Les mêmes charrettes (lkraress) tirées nonchalamment par des mulets mal
nourris, les mêmes odeurs de crottes de cheval sur ces routes ancestrales
délabrées par le temps et les saisons. Et cette lumière, ces arbres, cyprès et
eucalyptus centenaires, ces petites maisons coloniales en pierre et en tuiles
rouges, quasiment à l'abandon.
Vers 15 heures, je rejoins le lieu de notre RDV et
ça n'a pas raté : c'était lui. Visiblement, le bonhomme faisait les cent pas
depuis plus d'une heure devant la boutique. Il m'a dit qu'il m'a reconnu depuis
qu'il m'a vu il y a trois quart d'heure. Je lui ai répondu que j'avais envie de
visiter les vieilles ruelles. Très bavard, il m'a informé que la boutique
d'Omar est souvent fermée même si parfois, le frère[8]
l'ouvrait pour je ne sais quelle raison. Et que ma tante [9] ne
veut pas la lâcher : elle cherche, en effet, à vendre le « pas de
porte »,[10]
dit-il... La boutique, elle, appartient à la tante d'Abdelhalim[11]
qui vit à Salé[12] et que
ça fait des années qu'elle ne perçoit plus le loyer pour des raisons de
commodité (elle n'allait pas faire le déplacement pour 50 dirhams) ».[13]
BOUAZZA
[1] La
première lettre de ‘ abd c’est la lettre ‘ (‘iine) qui n’existe pas dans
l’alphabet français, et non la lettre a (qui n’est donc pas écrite ici en
lettre majuscule).
[2] Le serviteur d’Allaah.
[3] Selon le calendrier dit
grégorien.
[4] Enseignant universitaire, journaliste,
auteur de deux livres sur le roi du Maroc.

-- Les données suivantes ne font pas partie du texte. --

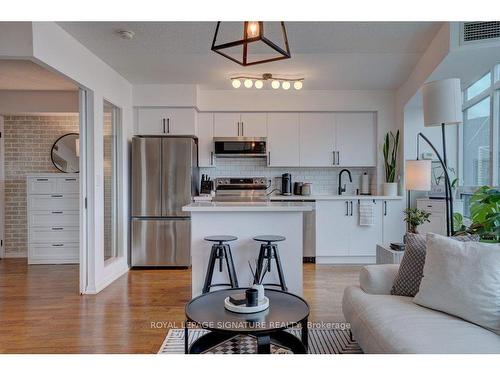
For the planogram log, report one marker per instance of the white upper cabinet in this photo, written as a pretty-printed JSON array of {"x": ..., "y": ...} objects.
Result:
[
  {"x": 356, "y": 139},
  {"x": 283, "y": 139},
  {"x": 166, "y": 121},
  {"x": 227, "y": 124},
  {"x": 205, "y": 139},
  {"x": 317, "y": 139},
  {"x": 253, "y": 124}
]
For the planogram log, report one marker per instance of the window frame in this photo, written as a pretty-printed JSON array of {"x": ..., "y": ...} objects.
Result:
[{"x": 493, "y": 92}]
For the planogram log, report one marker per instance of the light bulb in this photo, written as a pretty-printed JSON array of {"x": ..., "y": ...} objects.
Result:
[
  {"x": 236, "y": 83},
  {"x": 297, "y": 85},
  {"x": 248, "y": 83},
  {"x": 253, "y": 29}
]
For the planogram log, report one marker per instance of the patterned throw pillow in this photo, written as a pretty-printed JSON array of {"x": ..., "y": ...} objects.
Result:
[{"x": 411, "y": 269}]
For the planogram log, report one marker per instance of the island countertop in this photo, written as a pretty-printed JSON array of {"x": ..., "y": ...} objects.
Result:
[{"x": 248, "y": 207}]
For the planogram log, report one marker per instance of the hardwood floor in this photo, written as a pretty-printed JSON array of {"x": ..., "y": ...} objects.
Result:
[{"x": 42, "y": 312}]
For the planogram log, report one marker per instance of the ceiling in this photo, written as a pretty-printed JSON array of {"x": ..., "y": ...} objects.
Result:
[
  {"x": 26, "y": 75},
  {"x": 330, "y": 55}
]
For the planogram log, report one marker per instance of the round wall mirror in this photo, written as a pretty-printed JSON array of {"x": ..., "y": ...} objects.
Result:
[{"x": 65, "y": 153}]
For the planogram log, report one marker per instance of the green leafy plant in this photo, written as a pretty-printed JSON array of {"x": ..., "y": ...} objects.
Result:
[
  {"x": 415, "y": 217},
  {"x": 484, "y": 214},
  {"x": 390, "y": 150}
]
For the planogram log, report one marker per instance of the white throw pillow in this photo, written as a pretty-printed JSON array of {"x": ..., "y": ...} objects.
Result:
[{"x": 462, "y": 279}]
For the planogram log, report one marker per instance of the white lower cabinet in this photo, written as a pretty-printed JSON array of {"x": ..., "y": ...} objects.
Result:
[
  {"x": 340, "y": 238},
  {"x": 53, "y": 218}
]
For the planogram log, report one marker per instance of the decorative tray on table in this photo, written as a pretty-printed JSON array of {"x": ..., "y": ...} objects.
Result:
[{"x": 243, "y": 309}]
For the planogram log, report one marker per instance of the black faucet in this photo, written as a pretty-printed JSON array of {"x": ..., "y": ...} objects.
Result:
[{"x": 342, "y": 189}]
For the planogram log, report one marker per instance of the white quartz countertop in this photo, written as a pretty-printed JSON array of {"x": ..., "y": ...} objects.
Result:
[
  {"x": 247, "y": 206},
  {"x": 332, "y": 197}
]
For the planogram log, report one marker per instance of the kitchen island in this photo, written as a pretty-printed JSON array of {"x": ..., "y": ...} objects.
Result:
[{"x": 246, "y": 220}]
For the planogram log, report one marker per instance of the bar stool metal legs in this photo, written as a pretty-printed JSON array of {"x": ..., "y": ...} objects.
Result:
[
  {"x": 220, "y": 252},
  {"x": 268, "y": 252}
]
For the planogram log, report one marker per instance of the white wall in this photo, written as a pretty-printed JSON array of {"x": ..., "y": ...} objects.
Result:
[
  {"x": 19, "y": 102},
  {"x": 57, "y": 50}
]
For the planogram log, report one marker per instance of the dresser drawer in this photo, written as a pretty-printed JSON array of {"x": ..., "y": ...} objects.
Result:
[
  {"x": 54, "y": 253},
  {"x": 68, "y": 185},
  {"x": 54, "y": 202},
  {"x": 41, "y": 185},
  {"x": 54, "y": 218},
  {"x": 55, "y": 234}
]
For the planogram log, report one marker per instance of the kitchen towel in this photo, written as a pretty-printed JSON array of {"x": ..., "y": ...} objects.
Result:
[{"x": 366, "y": 212}]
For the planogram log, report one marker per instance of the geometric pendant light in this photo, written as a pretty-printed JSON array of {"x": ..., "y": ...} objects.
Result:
[{"x": 250, "y": 46}]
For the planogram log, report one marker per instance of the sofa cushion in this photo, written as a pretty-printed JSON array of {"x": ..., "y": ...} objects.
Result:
[
  {"x": 394, "y": 324},
  {"x": 412, "y": 265},
  {"x": 462, "y": 279},
  {"x": 411, "y": 270}
]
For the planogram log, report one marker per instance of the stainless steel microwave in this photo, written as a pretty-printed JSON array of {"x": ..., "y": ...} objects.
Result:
[{"x": 237, "y": 147}]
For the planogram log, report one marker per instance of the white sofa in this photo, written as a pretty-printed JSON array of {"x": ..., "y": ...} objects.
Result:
[{"x": 383, "y": 323}]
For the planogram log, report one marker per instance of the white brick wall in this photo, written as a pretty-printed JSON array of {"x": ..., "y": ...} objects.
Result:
[
  {"x": 28, "y": 141},
  {"x": 324, "y": 180}
]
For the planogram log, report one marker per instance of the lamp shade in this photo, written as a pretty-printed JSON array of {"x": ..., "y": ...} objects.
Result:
[
  {"x": 418, "y": 175},
  {"x": 442, "y": 102}
]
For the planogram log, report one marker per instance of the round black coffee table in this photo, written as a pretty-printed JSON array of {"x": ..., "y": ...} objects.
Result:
[{"x": 285, "y": 310}]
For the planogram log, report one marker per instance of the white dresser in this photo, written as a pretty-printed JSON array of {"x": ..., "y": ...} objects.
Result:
[{"x": 53, "y": 218}]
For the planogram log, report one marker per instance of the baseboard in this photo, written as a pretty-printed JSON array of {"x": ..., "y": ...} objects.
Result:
[{"x": 346, "y": 260}]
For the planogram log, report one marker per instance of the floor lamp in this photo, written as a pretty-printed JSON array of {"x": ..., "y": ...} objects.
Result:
[{"x": 442, "y": 104}]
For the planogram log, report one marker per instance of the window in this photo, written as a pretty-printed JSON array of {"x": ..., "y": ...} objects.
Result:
[
  {"x": 478, "y": 87},
  {"x": 476, "y": 135},
  {"x": 480, "y": 138}
]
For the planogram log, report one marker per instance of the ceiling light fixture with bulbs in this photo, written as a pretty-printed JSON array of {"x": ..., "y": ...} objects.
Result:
[
  {"x": 258, "y": 82},
  {"x": 253, "y": 34}
]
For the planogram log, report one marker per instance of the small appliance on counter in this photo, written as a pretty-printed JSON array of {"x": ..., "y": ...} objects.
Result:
[
  {"x": 297, "y": 188},
  {"x": 286, "y": 184},
  {"x": 207, "y": 185}
]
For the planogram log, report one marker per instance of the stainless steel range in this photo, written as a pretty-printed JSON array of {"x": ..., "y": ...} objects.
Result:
[{"x": 241, "y": 189}]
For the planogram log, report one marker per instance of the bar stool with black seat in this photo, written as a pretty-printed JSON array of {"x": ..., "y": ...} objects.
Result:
[
  {"x": 221, "y": 251},
  {"x": 269, "y": 251}
]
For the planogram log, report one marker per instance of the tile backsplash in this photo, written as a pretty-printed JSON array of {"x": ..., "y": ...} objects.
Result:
[{"x": 324, "y": 180}]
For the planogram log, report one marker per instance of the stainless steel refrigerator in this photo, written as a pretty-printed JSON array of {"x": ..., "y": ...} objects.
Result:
[{"x": 164, "y": 178}]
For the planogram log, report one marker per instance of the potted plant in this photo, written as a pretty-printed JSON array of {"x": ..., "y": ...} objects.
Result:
[
  {"x": 390, "y": 150},
  {"x": 484, "y": 215},
  {"x": 415, "y": 217}
]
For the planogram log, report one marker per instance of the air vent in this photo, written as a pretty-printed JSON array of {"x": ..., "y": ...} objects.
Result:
[{"x": 478, "y": 31}]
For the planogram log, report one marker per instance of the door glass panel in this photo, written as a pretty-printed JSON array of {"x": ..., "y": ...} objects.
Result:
[
  {"x": 110, "y": 142},
  {"x": 476, "y": 135}
]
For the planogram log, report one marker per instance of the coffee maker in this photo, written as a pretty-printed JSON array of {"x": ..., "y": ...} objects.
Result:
[{"x": 286, "y": 184}]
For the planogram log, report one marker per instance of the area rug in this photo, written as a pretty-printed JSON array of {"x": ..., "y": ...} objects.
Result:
[{"x": 321, "y": 341}]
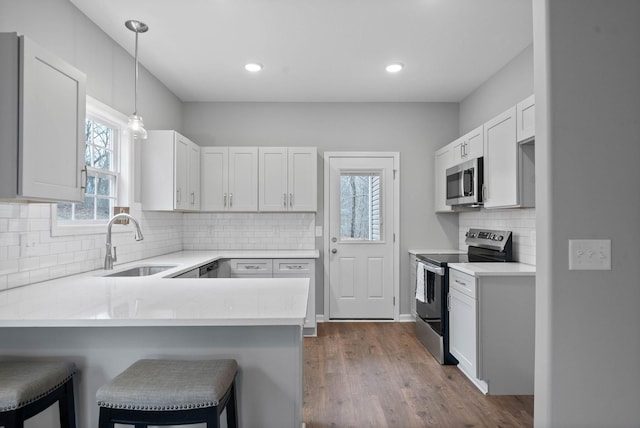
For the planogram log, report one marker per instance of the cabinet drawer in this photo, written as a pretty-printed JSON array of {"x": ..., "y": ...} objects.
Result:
[
  {"x": 258, "y": 267},
  {"x": 302, "y": 267},
  {"x": 462, "y": 282}
]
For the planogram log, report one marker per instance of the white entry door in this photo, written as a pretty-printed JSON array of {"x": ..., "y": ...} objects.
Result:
[{"x": 361, "y": 237}]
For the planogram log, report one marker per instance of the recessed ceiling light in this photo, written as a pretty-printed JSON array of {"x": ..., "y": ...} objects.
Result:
[
  {"x": 394, "y": 68},
  {"x": 253, "y": 67}
]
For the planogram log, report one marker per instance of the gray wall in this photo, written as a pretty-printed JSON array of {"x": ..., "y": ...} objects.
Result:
[
  {"x": 413, "y": 129},
  {"x": 510, "y": 85},
  {"x": 62, "y": 29},
  {"x": 587, "y": 85}
]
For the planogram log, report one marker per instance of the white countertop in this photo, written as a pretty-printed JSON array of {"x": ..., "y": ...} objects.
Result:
[
  {"x": 436, "y": 251},
  {"x": 92, "y": 299},
  {"x": 494, "y": 269}
]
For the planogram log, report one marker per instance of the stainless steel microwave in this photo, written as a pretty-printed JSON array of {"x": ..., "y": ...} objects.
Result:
[{"x": 464, "y": 183}]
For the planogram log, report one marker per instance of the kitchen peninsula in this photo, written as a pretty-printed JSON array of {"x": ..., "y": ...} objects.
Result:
[{"x": 104, "y": 324}]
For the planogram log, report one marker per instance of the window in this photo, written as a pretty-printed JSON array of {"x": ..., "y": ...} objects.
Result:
[
  {"x": 101, "y": 139},
  {"x": 360, "y": 215},
  {"x": 106, "y": 160}
]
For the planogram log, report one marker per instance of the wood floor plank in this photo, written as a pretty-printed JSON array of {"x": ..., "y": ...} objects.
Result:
[{"x": 378, "y": 375}]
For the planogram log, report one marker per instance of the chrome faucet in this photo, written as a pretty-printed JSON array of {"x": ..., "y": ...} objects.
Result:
[{"x": 110, "y": 258}]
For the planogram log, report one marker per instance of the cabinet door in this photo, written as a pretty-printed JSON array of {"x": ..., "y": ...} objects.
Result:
[
  {"x": 51, "y": 124},
  {"x": 181, "y": 172},
  {"x": 474, "y": 143},
  {"x": 457, "y": 151},
  {"x": 469, "y": 146},
  {"x": 243, "y": 179},
  {"x": 526, "y": 119},
  {"x": 194, "y": 177},
  {"x": 443, "y": 160},
  {"x": 214, "y": 178},
  {"x": 501, "y": 161},
  {"x": 463, "y": 331},
  {"x": 274, "y": 194},
  {"x": 302, "y": 179}
]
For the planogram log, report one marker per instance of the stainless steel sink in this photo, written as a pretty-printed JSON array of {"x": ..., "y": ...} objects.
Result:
[{"x": 145, "y": 270}]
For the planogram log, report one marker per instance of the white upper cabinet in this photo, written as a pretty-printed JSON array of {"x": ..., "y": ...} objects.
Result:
[
  {"x": 229, "y": 178},
  {"x": 443, "y": 160},
  {"x": 509, "y": 166},
  {"x": 42, "y": 114},
  {"x": 526, "y": 119},
  {"x": 170, "y": 172},
  {"x": 469, "y": 146},
  {"x": 288, "y": 178}
]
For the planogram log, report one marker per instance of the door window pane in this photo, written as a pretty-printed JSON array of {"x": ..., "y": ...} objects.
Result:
[{"x": 360, "y": 207}]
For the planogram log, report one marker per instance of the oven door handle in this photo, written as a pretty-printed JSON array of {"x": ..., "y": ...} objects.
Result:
[{"x": 434, "y": 269}]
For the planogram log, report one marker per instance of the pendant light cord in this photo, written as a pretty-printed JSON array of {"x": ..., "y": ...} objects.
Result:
[{"x": 135, "y": 82}]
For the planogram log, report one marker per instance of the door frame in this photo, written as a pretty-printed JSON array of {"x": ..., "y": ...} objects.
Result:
[{"x": 396, "y": 225}]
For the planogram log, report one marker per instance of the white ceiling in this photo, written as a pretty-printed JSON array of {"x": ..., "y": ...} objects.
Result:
[{"x": 320, "y": 50}]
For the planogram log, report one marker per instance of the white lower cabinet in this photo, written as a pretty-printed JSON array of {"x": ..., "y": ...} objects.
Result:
[
  {"x": 463, "y": 324},
  {"x": 491, "y": 333},
  {"x": 281, "y": 268}
]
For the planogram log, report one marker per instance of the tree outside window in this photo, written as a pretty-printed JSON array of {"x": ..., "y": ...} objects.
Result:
[
  {"x": 360, "y": 204},
  {"x": 101, "y": 143}
]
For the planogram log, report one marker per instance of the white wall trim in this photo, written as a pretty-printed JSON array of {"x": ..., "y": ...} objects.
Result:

Il me rend visite régulièrement lorsqu’il est de
passage en France.
[5] Le ʺrʺ roulé.
[6] Addaar albaydaa-e,
Casablanca.
[7] Khémisset.
Considérée comme la ʺcapitaleʺ de Zmmour (le ʺrʺ
roulé), Zemmour.
[8] Le frère de ‘omar.
[9] Une de mes soeurs, l’épouse
de ‘omar décédé en 2016.
[10] Ssaroute, assaroute (le
ʺrʺ roulé), la clé.
Pratique
répandue au Maroc où le locataire procède à la vente d’assaroute, en violation
des règles qui régissent la location dans un pays où les populations se
réclament de l’Islaam.
‘omar
avait loué cette boutique en 1957.
[11] ‘abd Alhaliime.
[12] Slaa,
salaa, ville séparée de rrbaate, arribaate (Rabat) par waad bou ragrag, oued
bouregreg, ouaad abou raqraaq (les ʺrʺ roulés).